Since then, I've been getting the same "Data Sector Invalidated - Bus 1 Enclosure 3 Disk 3" error at least once every day. The only solution to this as I gathered from my vendor is to unbind and then rebind the LUNs on this disk as there is a good chance some of my data within the LUNs have been corrupted -- hence the uncorrectable sector error. :(
Has anyone else have this experience before? Is this a common occurrence from the Clariion CX-series product? As of now, I am still uncertain how the sector became uncorrectable and what lead/caused the data corruption.
Unrelated to this, I am also having performance issues (in particular, forced flushing) every other week. As a long-term solution, I am getting quite concerned about my SAN environment. If possible, can anyone share some of their experiences with the EMC Clariion CX-series line?
Any input is greatly appreciated!
Thank you.
Software/Hardware used:
ASKED:
November 15, 2006 5:44 PM
UPDATED:
September 25, 2008 3:51 PM
While I haven’t had your exact problem, I had an issue with Flare 16 on my CX700 that prevented degraded RAID groups from invoking my hot spares. I had to unbind and bind the hot spares to get the array to invoke one of them. This was fixed by upgrading to Flare 19.
Are your performance issues occuring during your BBU cache check? When the BBU discharges and recharges, I believe the SP write cache is disabled. My check was set for Saturday at 01:00AM, the same time as a large snapshot operation. Moving the check to a later time cleared up that issue.
All in all, I’ve been happy with the performance on my CX700; in the past two years, it’s been a real workhorse for us.
Thank you for the responses.
PSFischer: I am actually running flare 19 on my two CX700′s and flare 22 on my CX3-40. I believe these flare levels are the latest from EMC. I’ve also ran the “sniffer” program and from the ‘getsniffer’, I am seeing 1 uncorrectable sector (a checksum error) on one of my LUNs in the affected disks. The LUN (which was on ATA disks) is now being rebuilt (unbind/re-bind). Unfortunately, from my logs I did not see any disk failures so I am still a little uncertain as to how the bad sector got into my situation. But I am suspecting there may be a connection to the failed SPA that occurred hours earlier.

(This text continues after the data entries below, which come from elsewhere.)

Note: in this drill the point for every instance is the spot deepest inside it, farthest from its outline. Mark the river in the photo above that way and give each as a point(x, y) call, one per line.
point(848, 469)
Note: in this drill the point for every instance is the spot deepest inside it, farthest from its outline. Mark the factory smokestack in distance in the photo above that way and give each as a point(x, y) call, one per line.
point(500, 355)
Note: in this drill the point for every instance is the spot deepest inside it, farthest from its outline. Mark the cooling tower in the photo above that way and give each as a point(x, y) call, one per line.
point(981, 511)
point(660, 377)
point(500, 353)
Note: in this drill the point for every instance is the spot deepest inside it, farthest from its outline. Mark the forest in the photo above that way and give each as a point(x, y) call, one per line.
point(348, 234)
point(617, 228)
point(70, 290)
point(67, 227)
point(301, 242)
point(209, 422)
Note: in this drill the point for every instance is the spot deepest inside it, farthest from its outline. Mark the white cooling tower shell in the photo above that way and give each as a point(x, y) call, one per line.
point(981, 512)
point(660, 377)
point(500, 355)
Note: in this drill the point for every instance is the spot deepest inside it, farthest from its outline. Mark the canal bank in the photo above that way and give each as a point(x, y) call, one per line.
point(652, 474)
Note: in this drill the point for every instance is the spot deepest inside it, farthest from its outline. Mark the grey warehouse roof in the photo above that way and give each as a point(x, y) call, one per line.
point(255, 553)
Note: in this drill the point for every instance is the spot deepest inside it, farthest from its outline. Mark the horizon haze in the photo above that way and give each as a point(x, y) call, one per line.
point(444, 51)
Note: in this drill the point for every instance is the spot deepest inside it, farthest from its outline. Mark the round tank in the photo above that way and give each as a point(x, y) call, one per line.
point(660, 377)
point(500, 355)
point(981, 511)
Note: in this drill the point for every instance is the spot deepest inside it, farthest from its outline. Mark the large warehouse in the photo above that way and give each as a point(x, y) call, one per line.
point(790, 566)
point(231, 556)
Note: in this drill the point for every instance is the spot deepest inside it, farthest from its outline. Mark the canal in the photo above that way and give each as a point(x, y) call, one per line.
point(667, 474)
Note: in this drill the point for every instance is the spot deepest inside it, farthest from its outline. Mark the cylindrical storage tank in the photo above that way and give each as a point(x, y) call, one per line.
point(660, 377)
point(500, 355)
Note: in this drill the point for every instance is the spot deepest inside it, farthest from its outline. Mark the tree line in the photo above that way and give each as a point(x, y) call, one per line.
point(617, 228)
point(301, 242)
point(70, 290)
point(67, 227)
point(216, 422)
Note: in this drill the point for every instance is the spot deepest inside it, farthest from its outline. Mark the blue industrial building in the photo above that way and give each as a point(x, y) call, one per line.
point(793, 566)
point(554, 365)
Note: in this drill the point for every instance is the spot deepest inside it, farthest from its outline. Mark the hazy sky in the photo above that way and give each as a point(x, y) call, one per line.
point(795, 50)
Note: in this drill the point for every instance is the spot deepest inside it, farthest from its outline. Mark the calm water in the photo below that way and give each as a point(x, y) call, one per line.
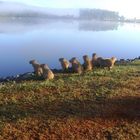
point(47, 40)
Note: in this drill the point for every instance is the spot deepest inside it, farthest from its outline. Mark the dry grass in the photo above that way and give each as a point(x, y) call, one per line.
point(96, 105)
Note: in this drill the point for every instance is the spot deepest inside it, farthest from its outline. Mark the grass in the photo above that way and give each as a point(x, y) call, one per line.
point(100, 104)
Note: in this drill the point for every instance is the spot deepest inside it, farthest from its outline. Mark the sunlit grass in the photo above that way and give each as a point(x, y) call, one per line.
point(95, 105)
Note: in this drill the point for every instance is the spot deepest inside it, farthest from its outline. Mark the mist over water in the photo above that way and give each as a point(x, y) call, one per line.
point(46, 41)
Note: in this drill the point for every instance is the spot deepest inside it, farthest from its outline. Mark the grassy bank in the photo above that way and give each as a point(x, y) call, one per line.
point(100, 104)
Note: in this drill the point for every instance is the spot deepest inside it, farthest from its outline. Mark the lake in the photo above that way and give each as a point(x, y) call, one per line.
point(22, 40)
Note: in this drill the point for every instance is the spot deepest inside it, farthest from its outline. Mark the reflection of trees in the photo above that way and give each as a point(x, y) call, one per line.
point(98, 14)
point(98, 25)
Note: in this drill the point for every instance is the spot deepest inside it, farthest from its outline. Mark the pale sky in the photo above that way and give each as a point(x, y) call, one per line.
point(128, 8)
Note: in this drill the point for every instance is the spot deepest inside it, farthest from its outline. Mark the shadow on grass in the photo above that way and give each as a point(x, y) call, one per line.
point(120, 108)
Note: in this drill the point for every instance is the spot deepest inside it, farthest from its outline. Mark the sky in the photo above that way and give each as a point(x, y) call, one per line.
point(128, 8)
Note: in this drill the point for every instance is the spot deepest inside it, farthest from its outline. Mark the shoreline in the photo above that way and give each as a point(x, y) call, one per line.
point(31, 75)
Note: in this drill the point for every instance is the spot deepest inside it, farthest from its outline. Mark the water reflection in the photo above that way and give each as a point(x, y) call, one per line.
point(98, 25)
point(47, 40)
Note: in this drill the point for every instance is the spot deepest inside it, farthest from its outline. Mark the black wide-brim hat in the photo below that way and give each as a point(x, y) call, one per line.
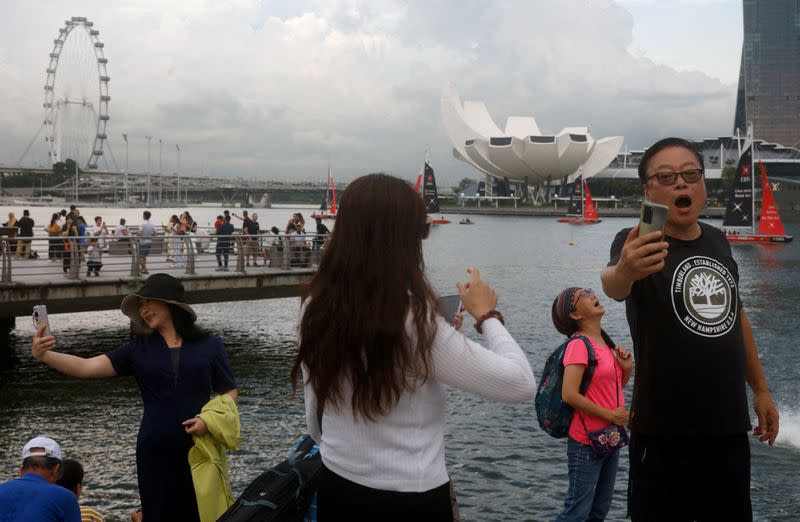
point(162, 287)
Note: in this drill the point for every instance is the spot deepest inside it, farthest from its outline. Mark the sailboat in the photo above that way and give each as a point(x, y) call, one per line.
point(427, 183)
point(580, 211)
point(329, 191)
point(740, 212)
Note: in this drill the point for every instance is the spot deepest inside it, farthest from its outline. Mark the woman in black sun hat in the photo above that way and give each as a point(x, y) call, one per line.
point(176, 366)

klewis: Unfortunately, my performance issues occurs throughout the day, even on prime-time production hours (8am-5pm). Sometimes it would last for only 5 minutes, but other times it can go up to 2 hours of constant forced flushing
However, I am seeing a pattern such that when a database (oracle) refresh is occuring, that is usually when forced flushing occurs on the SAN as well. Through Navisphere analyzer, I’m seeing that when a DB refresh is occurring, a single LUN (150GB) this server owns, starts to push out over 1500 write IO/s and that is when the forced flushing begins. I am now wondering whether that is the limit my CX700 can take before performance degradation begins.
Of course, my CX700-1 environment is most likely different from yours. I have about 50 hosts connected to it with all 16 DAEs filled mostly with FC disks, and a few ATA disk. I have Oracle Peoplesoft, Email, and NFS Server environments on my CX700-1.